E.B. : Au sein des universités où j’ai réalisé mon enquête, la ségrégation entre hommes et femmes y est institutionnalisée, conduisant à la délimitation d’espaces réservés à l’un ou l’autre genre (campus féminin et campus masculin). En ce qui me concerne, les règles de ségrégation ont été appliquées avec plus ou moins de rigueur. Bien souvent, ce n’était qu’une fois arrivée sur le lieu des entretiens que je comprenais si j’allais rencontrer des hommes, des femmes ou les deux. Si la ségrégation de genre est institutionnalisée dans les espaces publics, une fois ce cadre posé, rien n’était figé. Des intermédiaires saoudiens m’ont permis d’accéder à des espaces totalement réservés à des hommes, des universitaires hommes ont accepté -de transgresser la règle de ségrégation de genres en me rencontrant dans des espaces où les acteurs estimaient pouvaient se départir de cette norme : les lobby de grands hôtels internationaux ainsi que le collège de médecine de l’université où j’ai passé le plus de temps. L’incertitude dans laquelle je me trouvais a aussi constitué une opportunité car elle matérialisait la possibilité d’un contournement de la règle. Ces expériences, après analyse, ont révélé des mécanismes sociologiques : la composition de hiérarchies appliquées aux nationalités, grades universitaires et professions.

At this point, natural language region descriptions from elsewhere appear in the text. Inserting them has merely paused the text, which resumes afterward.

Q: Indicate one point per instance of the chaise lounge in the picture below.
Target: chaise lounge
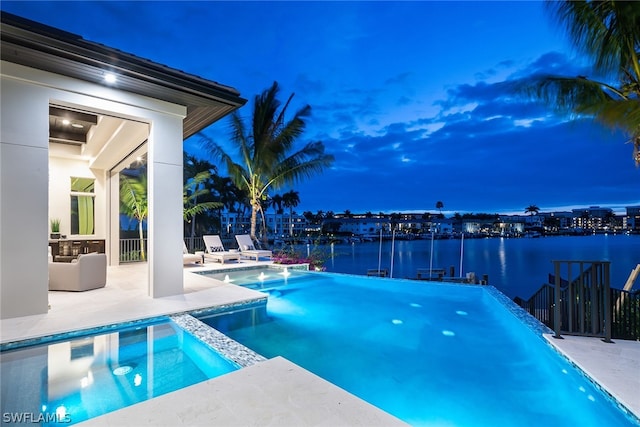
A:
(188, 258)
(88, 272)
(247, 248)
(214, 250)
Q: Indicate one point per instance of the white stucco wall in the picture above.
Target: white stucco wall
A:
(24, 181)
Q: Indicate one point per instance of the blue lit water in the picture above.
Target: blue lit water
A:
(428, 354)
(66, 382)
(518, 267)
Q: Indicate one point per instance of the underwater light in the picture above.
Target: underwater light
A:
(122, 370)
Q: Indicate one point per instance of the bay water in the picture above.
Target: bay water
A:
(516, 266)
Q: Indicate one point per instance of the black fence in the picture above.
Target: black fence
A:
(586, 305)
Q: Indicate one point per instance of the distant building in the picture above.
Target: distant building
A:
(593, 217)
(277, 224)
(632, 220)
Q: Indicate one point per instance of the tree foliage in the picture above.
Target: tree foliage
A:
(266, 151)
(608, 33)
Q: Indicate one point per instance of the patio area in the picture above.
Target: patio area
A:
(272, 392)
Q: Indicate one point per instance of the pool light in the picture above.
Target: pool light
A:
(110, 78)
(122, 370)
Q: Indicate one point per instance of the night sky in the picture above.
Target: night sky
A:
(412, 98)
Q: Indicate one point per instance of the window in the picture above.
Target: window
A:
(82, 205)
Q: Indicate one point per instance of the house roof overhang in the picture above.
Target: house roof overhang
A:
(40, 46)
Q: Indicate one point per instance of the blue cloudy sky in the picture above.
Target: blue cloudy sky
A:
(411, 98)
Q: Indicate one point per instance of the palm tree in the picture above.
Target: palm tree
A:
(265, 150)
(532, 210)
(192, 194)
(291, 199)
(276, 203)
(133, 203)
(197, 176)
(609, 33)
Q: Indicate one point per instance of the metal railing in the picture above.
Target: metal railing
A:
(586, 305)
(130, 250)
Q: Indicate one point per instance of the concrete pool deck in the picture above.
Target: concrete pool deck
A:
(275, 392)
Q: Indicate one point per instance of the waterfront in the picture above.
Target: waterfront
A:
(516, 266)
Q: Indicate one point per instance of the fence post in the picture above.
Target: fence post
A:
(608, 318)
(556, 309)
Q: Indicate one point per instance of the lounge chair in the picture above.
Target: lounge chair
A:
(188, 258)
(88, 272)
(214, 250)
(247, 248)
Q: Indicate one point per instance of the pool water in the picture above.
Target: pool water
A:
(70, 381)
(430, 354)
(261, 278)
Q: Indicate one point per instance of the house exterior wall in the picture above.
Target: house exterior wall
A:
(24, 182)
(24, 140)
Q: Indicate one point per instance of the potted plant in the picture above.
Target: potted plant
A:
(55, 228)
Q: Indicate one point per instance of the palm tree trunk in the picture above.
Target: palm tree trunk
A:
(291, 222)
(141, 234)
(254, 220)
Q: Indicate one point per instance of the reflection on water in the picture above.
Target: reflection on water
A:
(518, 267)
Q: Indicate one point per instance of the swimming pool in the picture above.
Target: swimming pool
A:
(430, 354)
(260, 278)
(66, 381)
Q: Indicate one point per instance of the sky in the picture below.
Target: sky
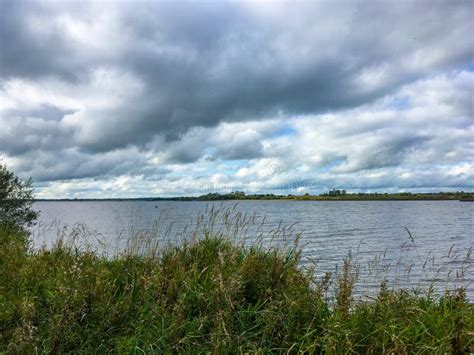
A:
(135, 99)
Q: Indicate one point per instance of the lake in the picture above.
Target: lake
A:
(373, 231)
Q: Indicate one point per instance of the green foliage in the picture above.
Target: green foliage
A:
(208, 296)
(16, 198)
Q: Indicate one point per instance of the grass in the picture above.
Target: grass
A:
(209, 294)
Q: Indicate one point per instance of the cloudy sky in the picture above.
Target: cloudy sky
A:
(131, 99)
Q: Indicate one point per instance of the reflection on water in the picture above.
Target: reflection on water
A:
(373, 231)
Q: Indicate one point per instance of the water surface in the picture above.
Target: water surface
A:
(373, 231)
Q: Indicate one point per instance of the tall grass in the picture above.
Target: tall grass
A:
(211, 291)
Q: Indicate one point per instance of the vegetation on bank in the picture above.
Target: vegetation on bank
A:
(209, 295)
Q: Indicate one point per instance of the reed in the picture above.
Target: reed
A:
(224, 286)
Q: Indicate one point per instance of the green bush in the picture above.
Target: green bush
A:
(208, 296)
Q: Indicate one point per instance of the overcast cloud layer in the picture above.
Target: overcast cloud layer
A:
(125, 99)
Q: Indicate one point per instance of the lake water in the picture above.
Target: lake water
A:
(373, 231)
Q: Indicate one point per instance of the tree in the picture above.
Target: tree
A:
(16, 199)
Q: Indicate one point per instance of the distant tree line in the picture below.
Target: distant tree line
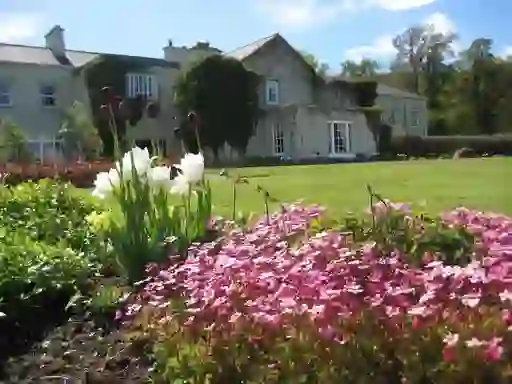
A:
(468, 92)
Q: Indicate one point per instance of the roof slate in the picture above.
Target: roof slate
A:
(25, 54)
(245, 51)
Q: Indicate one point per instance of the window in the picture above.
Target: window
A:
(278, 136)
(272, 92)
(340, 137)
(48, 98)
(141, 84)
(5, 95)
(415, 118)
(392, 119)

A group of women Saudi returnees wait for their turn to disembark, ©UNICEF Ethiopia/2013/Ayene
Ainsi, les universitaires occidentaux rencontrés se sont comportés comme s’ils n’étaient pas totalement soumis aux mêmes règles que celles qui s’imposent aux nationaux et aux autres étrangers. Ils estimaient possible de s’en affranchir comme une normalité, pour eux et pour moi. Les hommes de nationalités étrangères non occidentales (arabes ou asiatiques) ont répondu à mes sollicitations avec une plus grande variété de comportements face à la règle de ségrégation et à sa transgression. Cette variété ne renvoie pas seulement à la hiérarchie des nationalités mais aussi au statut professionnel et au capital politique de la personne qui m’avait orienté vers eux. Elle révèle aussi l’étendue de la zone d’interprétation de la règle et de son contournement, ce qui explique les situations de rebondissements auxquelles j’ai pu être confrontée. Les Saoudiens, universitaires ou fonctionnaires, ont tous accepté de me rencontrer, y compris sur des lieux de travail où aucune femme n’était présente. Mon statut d’Occidentale et de chercheuse, implicite visait à la construction d’une image positive de l’Arabie saoudite, capable de transgresser la règle de ségrégation, de permettre à une femme de faire son travail. Il s’agissait aussi d’essayer d’influencer mon analyse de la société saoudienne en prenant à rebours mes préjugés supposés. Ils tentaient par-là de convaincre l’« Occident » de l’existence d’une Arabie saoudite ouverte à la discussion et dans sa manière de traiter avec les femmes. Ces expériences montrent l’étendue des situations possibles et des interprétations de cette règle, pourtant présentée de manière si monolithique, en Arabie saoudite ou à l’étranger. Elles rappellent le principe, déjà mis en évidence par Durkheim , qu’une infraction à la règle n’entraîne pas mécaniquement une sanction et que la dérogation à une règle est un phénomène normal. De surcroît, elles montrent que la respecter ou la transgresser exprime des stratégies individuelles, enchâssées dans des mécanismes socio-politiques qui dépassent la question de la règle.